After 36 hours of intensive negotiations, a breakthrough in the trilogue on the EU AI Act was reached on the evening of 8 December. This agreement marks a crucial moment in the development and regulation of Artificial Intelligence (AI) in the European Union. The compromise covers key issues such as the definition of AI, transparency obligations, governance structures and the use of biometric categorisation systems. Of particular note is the focus on free and open source software, the regulation of large language models such as ChatGPT, and the introduction of environmental standards.
Key discussions and the final agreement
- Systems covered (as per press conference): Only finished systems and models will be included. Not systems under development.
- Definition of AI: Based on the OECD definition, ensuring consistency with international standards.
- Free/Open Source Software: General exclusion from regulation, but with respect for copyright and transparency of training data. There is also no exemption from prohibitions and requirements for high-risk systems and AI models with systemic risks.
- General Purpose AI Models (GPAI): Introduction of a tiered approach with automatic classification for models and systems based on them, trained with extremely high computational power. The Commission will be given the possibility to adapt the parameters to take account of technical progress.
- Transparency obligations: Obligation to disclose training data for all general purpose AI models.
- Responsibilities for top-tier models: Including model assessment, systemic risk assessment and cybersecurity.
- Governance: Establishment of an AI office within the Commission.
- Prohibited practices: List of prohibited uses, including manipulative techniques.
- National security exception: Exceptions, but with safeguards against abuse.
- Application to existing systems: Whether the rules will apply to AI systems that existed before the AI Act comes into force has been controversial. It is unclear what the agreement will be on this point.
- Territorial application of prohibitions: The outcome of the debate on the scope of the prohibitions is also unknown.
- Biometric classification systems: Debate on banning systems based on sensitive personal characteristics. There will be exceptions, but their scope remains unknown at this point.
- Predictive policing: Discussion of bans in specific contexts. There will be allowed applications, but their scope remains unknown at this point.

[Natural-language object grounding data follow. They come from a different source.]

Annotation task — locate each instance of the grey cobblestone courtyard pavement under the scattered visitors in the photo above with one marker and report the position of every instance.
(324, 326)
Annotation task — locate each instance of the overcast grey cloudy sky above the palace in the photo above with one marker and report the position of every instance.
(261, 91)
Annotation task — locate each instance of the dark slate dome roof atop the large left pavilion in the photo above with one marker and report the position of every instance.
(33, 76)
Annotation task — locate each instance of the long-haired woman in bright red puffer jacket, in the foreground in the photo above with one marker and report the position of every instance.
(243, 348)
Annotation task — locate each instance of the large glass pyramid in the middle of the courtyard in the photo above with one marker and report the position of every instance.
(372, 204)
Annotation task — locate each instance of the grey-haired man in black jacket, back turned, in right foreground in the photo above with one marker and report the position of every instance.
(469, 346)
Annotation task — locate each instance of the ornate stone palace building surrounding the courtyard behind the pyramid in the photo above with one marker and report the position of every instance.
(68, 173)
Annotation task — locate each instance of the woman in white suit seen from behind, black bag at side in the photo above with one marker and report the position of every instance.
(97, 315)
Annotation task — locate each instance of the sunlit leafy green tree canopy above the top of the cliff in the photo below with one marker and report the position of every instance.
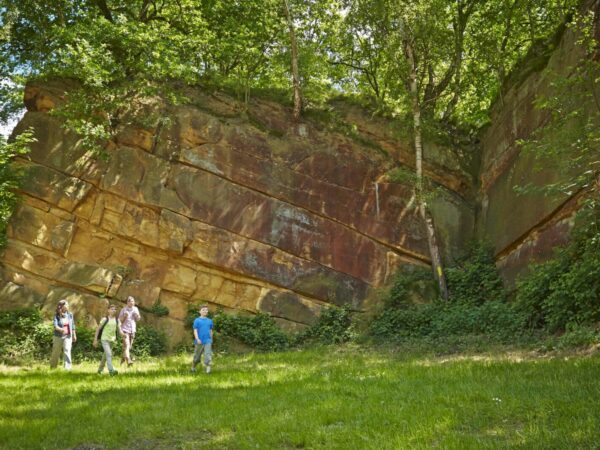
(117, 49)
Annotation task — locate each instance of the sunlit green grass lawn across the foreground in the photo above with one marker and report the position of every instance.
(344, 398)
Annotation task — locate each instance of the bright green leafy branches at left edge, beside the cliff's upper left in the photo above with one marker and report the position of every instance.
(11, 177)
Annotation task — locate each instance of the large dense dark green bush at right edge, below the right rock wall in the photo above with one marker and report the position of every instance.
(566, 289)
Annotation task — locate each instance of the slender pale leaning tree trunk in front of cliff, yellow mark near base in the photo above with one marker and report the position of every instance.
(434, 250)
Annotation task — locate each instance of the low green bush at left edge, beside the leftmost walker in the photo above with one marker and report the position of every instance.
(24, 336)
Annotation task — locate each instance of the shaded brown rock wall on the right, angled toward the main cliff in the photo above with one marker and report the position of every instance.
(524, 228)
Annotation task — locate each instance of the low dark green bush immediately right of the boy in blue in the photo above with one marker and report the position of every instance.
(259, 331)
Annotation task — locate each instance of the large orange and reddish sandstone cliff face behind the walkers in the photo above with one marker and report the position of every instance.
(207, 206)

- Emotion recognition: Disagreement on banning in certain areas. There will be exceptions, but their scope remains unknown at this point.
- Remote biometric identification: These are allowed for certain catalogue offences and under judicial control. This applies to "real-time" applications, such as the use of such systems after the fact.
Impact and implications
The agreement marks a turning point in the regulation of AI. It will have far-reaching implications for developers, businesses and end users. The definition of AI and the specific regulations for large language models such as ChatGPT will have a significant impact on the development and deployment of AI technologies. The exemptions for free and open source software and the counter-exemptions underline the importance of research and openness of the new technology on the one hand, and the need for transparency and respect for copyright on the other. With regard to copyright in particular, there are already calls for EU copyright and data protection law to be adapted in the next legislative period (2024-2029).
The introduction of transparency obligations and environmental standards sets new standards for accountability and sustainability in AI development. Governance structures and prohibited practices will define the ethical boundaries of AI use and potentially spark controversial debates. The regulation of existing systems and territorial application show the complexity of the global AI landscape. Discussions on biometric categorisation systems and predictive policing highlight the sensitive aspects of AI in the areas of data protection and public safety.
Comparative analysis of previous versions of the draft law
Compared to previous drafts of the AI law and international standards, this compromise shows a progressive and detailed approach to the regulation of AI. The adoption of the OECD definition of AI creates harmonisation with global standards. The differentiated treatment of open source software and the introduction of environmental standards are examples of modern and responsible technology policy. The regulations on large language models and top-tier models reflect a growing awareness of the complexity and potential of AI. However, the discussion on biometric systems and predictive policing also shows that there is still a need for clarification in some areas and that conflicts between data protection and security interests may arise.
Timetable after press conference
The timetable was also discussed at the press conference: Surprisingly, the AI Office is to be set up now. The regulation will enter into force in spring 2024, with the prohibitions coming into effect after six months. After 12 months, the rules on transparency and governance will apply. After 24 months, the rest of the legislation will apply.
Outlook and recommendations
Given the dynamic development of AI, it is important that the EU continuously reviews and adapts its regulations. The establishment of an AI office is an important step towards effective implementation and monitoring of the rules. The AI developer community should actively participate in the development and compliance of the codes of conduct. It is essential that future developments in AI meet ethical, legal and social standards while fostering innovation and progress. The EU should continue to actively participate in the global dialogue to promote international harmonisation of AI regulation.